In India, the passing of the law by the BJP, otherwise seen as anti-minorities due to its Hindutva orientation, may be seen as discriminatory.
With its dogged pursuit of its agenda to ban triple talaq, the BJP created history when it got the Triple Talaq Bill through the Rajya Sabha, where the ruling party doesn't have a majority, on Tuesday. The bill had already been passed in the Lok Sabha, where the BJP has an overwhelming majority, and only awaits the President's assent to become law.
The way the balance of forces in the Rajya Sabha played out suggests that those in the Muslim community who are strongly opposed to the measure are unlikely to succeed in raising their opposition to it on the street in any significant way. This is despite the fact that banning triple talaq (talaq-e-biddat) interferes with the personal law of Muslims in India.
In Islam, a marriage is a civil contract. Can a breach of contract through the use of unlawful or irregular means (like triple talaq), which is against gender justice, be a criminal offence? The bill as passed by Parliament makes talaq-e-biddat a cognisable offence punishable with a jail term up to three years (although in some circumstances it does allow bail).
Union law minister Ravi Shankar Prasad ducked the question in the Upper House. He compared apples with oranges when he said that there were “penal provisions” in the Hindu Marriage Act as well as the Dowry Prevention Act, implying that this was sufficient ground to criminalise a practice under Muslim personal law in India too. But neither of these is a contract, and the difference is crucial.
The triple talaq law breaches Muslim personal law, and yet is likely to have many takers among Muslims, especially women, but also others due to the gender justice aspect — as talaq-e-biddat is a cruel medieval practice and is banned in most Muslim countries, including Pakistan. But in those exclusively Islamic societies where the ban on triple talaq has come into being as a matter of natural evolution in the progressive direction, it is not a criminal offence.

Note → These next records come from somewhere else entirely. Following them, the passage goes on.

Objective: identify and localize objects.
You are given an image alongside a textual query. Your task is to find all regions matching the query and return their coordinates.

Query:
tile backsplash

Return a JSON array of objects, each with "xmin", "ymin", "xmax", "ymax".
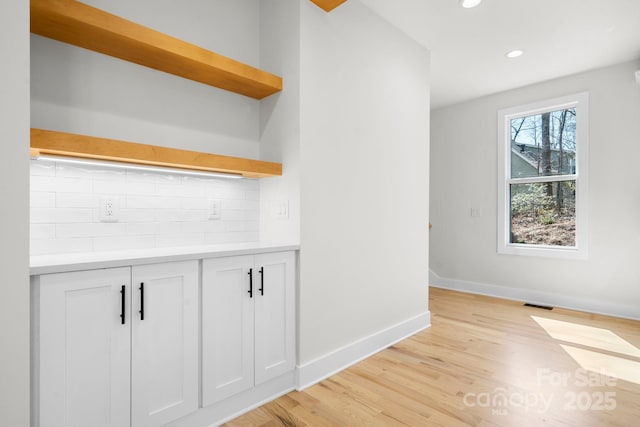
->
[{"xmin": 31, "ymin": 160, "xmax": 260, "ymax": 255}]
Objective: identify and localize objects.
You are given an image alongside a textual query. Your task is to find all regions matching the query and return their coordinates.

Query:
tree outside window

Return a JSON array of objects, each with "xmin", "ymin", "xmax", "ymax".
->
[{"xmin": 498, "ymin": 94, "xmax": 588, "ymax": 256}]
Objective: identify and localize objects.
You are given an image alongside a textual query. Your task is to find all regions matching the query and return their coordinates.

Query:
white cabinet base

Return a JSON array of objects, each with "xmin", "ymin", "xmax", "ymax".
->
[{"xmin": 163, "ymin": 371, "xmax": 296, "ymax": 427}]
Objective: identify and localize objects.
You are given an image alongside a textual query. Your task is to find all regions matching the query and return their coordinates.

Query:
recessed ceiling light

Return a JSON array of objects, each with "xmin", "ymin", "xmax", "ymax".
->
[
  {"xmin": 460, "ymin": 0, "xmax": 482, "ymax": 9},
  {"xmin": 504, "ymin": 49, "xmax": 524, "ymax": 59}
]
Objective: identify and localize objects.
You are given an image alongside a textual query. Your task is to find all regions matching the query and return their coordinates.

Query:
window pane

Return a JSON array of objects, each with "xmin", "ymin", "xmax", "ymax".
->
[
  {"xmin": 509, "ymin": 108, "xmax": 576, "ymax": 178},
  {"xmin": 509, "ymin": 181, "xmax": 576, "ymax": 247}
]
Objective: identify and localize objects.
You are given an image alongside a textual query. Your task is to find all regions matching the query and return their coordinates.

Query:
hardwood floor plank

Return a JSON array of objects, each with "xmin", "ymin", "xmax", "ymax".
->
[{"xmin": 227, "ymin": 288, "xmax": 640, "ymax": 427}]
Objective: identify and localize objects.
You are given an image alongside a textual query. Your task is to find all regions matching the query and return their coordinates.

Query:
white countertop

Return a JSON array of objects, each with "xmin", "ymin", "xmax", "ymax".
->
[{"xmin": 31, "ymin": 242, "xmax": 300, "ymax": 276}]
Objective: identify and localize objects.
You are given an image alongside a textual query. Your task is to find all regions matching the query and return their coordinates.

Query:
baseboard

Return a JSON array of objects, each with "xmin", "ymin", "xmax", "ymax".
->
[
  {"xmin": 429, "ymin": 270, "xmax": 640, "ymax": 320},
  {"xmin": 297, "ymin": 311, "xmax": 431, "ymax": 391}
]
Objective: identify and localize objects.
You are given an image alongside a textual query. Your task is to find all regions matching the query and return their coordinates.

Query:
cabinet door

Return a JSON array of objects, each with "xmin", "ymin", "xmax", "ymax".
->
[
  {"xmin": 202, "ymin": 256, "xmax": 257, "ymax": 406},
  {"xmin": 255, "ymin": 252, "xmax": 295, "ymax": 384},
  {"xmin": 37, "ymin": 268, "xmax": 131, "ymax": 427},
  {"xmin": 131, "ymin": 261, "xmax": 198, "ymax": 427}
]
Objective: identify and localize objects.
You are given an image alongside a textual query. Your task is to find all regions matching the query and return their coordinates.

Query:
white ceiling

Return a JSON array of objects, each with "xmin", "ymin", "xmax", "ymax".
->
[{"xmin": 361, "ymin": 0, "xmax": 640, "ymax": 108}]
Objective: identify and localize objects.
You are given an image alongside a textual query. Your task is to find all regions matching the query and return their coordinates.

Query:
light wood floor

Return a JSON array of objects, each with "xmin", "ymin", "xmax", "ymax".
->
[{"xmin": 227, "ymin": 288, "xmax": 640, "ymax": 427}]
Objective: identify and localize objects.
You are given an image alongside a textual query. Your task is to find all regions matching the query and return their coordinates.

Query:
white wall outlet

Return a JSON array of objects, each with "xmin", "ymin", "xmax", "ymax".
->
[
  {"xmin": 273, "ymin": 200, "xmax": 289, "ymax": 219},
  {"xmin": 209, "ymin": 199, "xmax": 222, "ymax": 221},
  {"xmin": 99, "ymin": 197, "xmax": 120, "ymax": 222}
]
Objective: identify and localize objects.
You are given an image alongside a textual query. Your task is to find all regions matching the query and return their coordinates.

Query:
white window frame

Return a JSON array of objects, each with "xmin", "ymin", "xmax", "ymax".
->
[{"xmin": 497, "ymin": 92, "xmax": 589, "ymax": 259}]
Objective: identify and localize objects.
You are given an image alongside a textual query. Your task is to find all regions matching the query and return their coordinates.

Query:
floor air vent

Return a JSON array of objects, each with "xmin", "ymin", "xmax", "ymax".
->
[{"xmin": 524, "ymin": 302, "xmax": 553, "ymax": 310}]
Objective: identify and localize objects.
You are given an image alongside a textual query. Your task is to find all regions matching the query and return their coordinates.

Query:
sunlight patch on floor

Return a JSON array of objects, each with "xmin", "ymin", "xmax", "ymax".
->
[{"xmin": 531, "ymin": 316, "xmax": 640, "ymax": 360}]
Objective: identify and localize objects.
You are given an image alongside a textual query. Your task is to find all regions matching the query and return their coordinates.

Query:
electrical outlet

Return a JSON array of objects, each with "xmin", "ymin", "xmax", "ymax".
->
[
  {"xmin": 273, "ymin": 200, "xmax": 289, "ymax": 219},
  {"xmin": 100, "ymin": 197, "xmax": 120, "ymax": 222},
  {"xmin": 209, "ymin": 199, "xmax": 222, "ymax": 220}
]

In India, the passing of the law by the BJP, otherwise seen as anti-minorities due to its Hindutva orientation, may be seen as discriminatory. However, in a 2017 ruling, the Supreme Court declared triple talaq illegal, and as not being a part of the integral aspect of Islam. This has given the government some ground to enact on the issue.

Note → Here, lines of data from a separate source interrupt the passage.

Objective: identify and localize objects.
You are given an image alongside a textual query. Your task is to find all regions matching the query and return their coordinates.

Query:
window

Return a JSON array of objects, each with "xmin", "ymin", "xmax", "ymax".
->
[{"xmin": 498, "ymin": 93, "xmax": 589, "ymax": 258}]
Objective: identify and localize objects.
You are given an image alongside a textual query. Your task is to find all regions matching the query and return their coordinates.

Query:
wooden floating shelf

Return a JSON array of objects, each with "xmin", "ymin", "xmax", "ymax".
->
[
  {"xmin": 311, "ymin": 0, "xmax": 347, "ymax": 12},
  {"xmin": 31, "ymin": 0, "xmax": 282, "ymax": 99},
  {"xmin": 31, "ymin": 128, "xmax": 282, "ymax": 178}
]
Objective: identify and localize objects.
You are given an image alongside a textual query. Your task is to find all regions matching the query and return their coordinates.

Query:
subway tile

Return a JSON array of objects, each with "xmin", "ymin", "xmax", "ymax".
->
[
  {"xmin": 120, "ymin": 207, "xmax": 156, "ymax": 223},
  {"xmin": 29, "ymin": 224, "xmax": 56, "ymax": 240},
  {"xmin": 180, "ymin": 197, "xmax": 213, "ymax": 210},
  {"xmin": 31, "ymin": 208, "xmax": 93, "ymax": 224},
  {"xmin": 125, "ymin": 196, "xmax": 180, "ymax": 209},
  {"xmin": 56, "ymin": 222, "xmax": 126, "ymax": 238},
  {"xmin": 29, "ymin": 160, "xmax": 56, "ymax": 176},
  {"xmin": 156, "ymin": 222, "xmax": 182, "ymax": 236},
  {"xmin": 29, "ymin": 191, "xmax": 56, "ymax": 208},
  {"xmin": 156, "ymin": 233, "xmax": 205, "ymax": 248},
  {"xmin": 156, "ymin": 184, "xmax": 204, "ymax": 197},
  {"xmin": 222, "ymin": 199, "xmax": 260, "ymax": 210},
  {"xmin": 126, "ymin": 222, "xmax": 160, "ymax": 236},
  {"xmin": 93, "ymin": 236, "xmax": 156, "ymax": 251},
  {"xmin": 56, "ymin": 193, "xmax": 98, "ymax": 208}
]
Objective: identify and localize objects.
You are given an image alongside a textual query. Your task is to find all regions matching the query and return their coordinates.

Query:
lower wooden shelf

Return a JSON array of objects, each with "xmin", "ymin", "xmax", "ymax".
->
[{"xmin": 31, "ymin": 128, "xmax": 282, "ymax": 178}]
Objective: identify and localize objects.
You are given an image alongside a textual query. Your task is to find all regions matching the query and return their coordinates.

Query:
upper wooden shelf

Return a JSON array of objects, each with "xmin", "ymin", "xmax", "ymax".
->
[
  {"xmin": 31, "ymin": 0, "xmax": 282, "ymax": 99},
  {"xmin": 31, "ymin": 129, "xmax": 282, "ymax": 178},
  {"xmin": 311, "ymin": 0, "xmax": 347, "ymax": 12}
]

What is illegal should not be permitted to happen. That’s quite clear. But should it be made a cognisable criminal offence? Perhaps this matter should be taken to the Supreme Court. A practical way out is that it must be made legally mandatory to exclude talaq-e-biddat while drawing up the Musliam nikahnama, or marriage contract. In fact, the regressive All India Muslim Personal Law Board had promised to canvas the idea, but did not eventually bother.